RevenueWell collects patient surveys/reviews with an automated post-appointment email. They allow offices to customize whether to ask patients for surveys (internal) or reviews (public) and they also have an option to allow patients to submit their reviews directly to search engines. It’s important to let patients do this, otherwise the reviews will end up on a RevenueWell microsite, where they’ll do little good for your practice.

Follow these steps to change your post-appointment communications to ask for reviews:

  1. Log into RevenueWell and click on the “Campaigns” tab.
  2. Navigate to the Reviews & Survey Requests line under Automatic Communications
  1. Move the “Reviews vs Surveys” slider all the way to the left to request Reviews rather than Surveys
  2. Navigate to the “Public Reviews and Preview” section in the “Review Request” section below. Click the link which reads “Click here to choose whether to allow patients to submit their feedback directly to search engines.
  1. Toggle the option to Yes that reads “Allow patients to submit reviews directly to your public profiles”
  2. Toggle the option to No that reads “Determine patient satisfaction before asking them to leave a review”

 

It sounds nice in theory, but Google recently changed their rules to explicitly tell businesses not to do this. If they find out that you have been “gating” reviews in this way, they can take down some or all of your Google reviews, which would be devastating to your practice’s online reputation.

 

  1. Toggle the Google option to Yes and all other options to No. Click Save. 

 

Google is the most important place to collect reviews, so I’d recommend not giving your patients decision paralysis. If you must, including Yelp and Facebook are two good options, but I would recommend splitting the vote on the rest.

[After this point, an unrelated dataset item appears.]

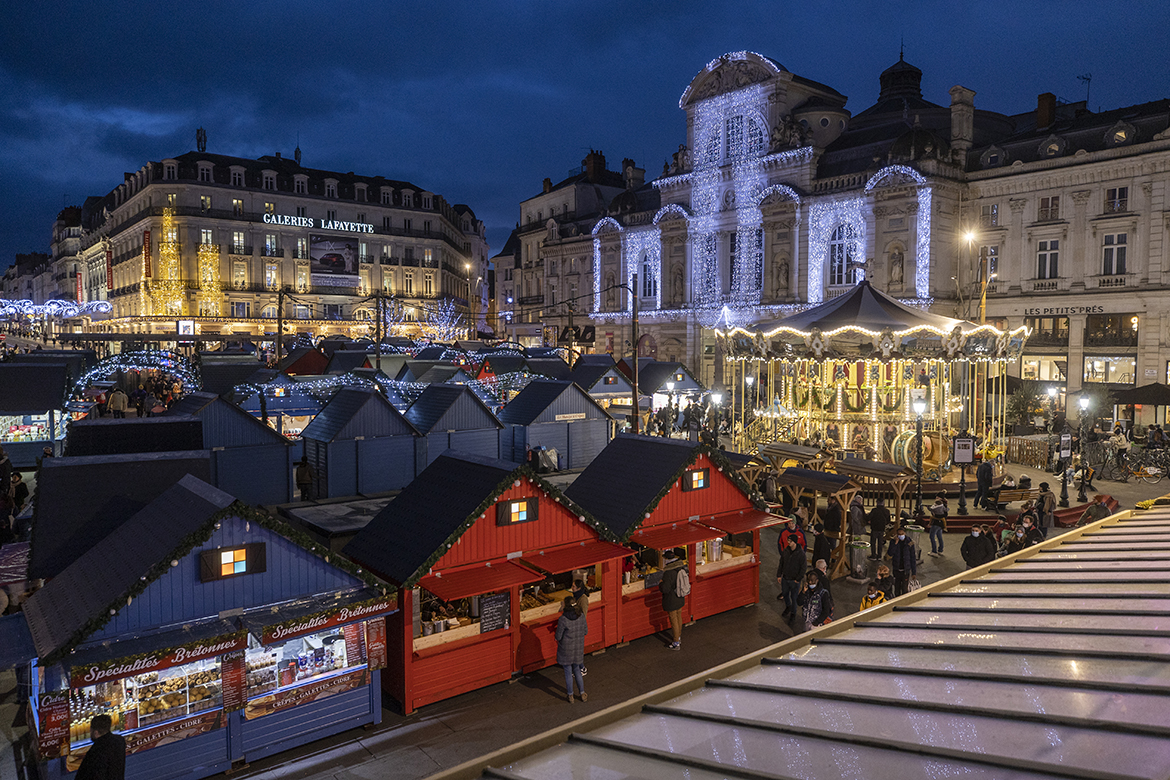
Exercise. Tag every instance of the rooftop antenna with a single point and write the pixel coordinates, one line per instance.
(1087, 80)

  1. Click Save and Exit OR see Extra Credit below

 

Extra Credit: Write a personalized message

People respond best to personalized emails, so we recommend taking some time to write a note to your patients. Navigate back to the Review Request section and Click Edit Message below the message preview. Write a quick message to your patients to thank them for their business and tell them that you hoped they had an excellent experience at your office. Then, ask them to help other patients find your practice by leaving a quick review on your Google profile.

Get a link to your Google My Business profile in the email invitation

Don’t leave anything up to chance. Get patients directly to the place they need to review your practice. To do this:

  • In a separate browser tab search your business name
  • Go to your Google Business profile and click on the “Write a Review” button.
  • Copy the full URL that appears in your browser’s address bar
  1. Insert your review link into your RevenueWell email invitation

 

Go back to your RevenueWell survey invitation email and add this link into your email. You can even anchor the link behind some text (for example “Click here to leave us a review”)  by highlighting the text you’d like to link, clicking on the link button in the RevenueWell email editor and pasting your full Google review URL into the pop up. This isn’t necessary, but it does make the link a lot nicer looking, as the regular review URL is usually very long.

  1. Finish your email and click Save Changes in the bottom right hand corner.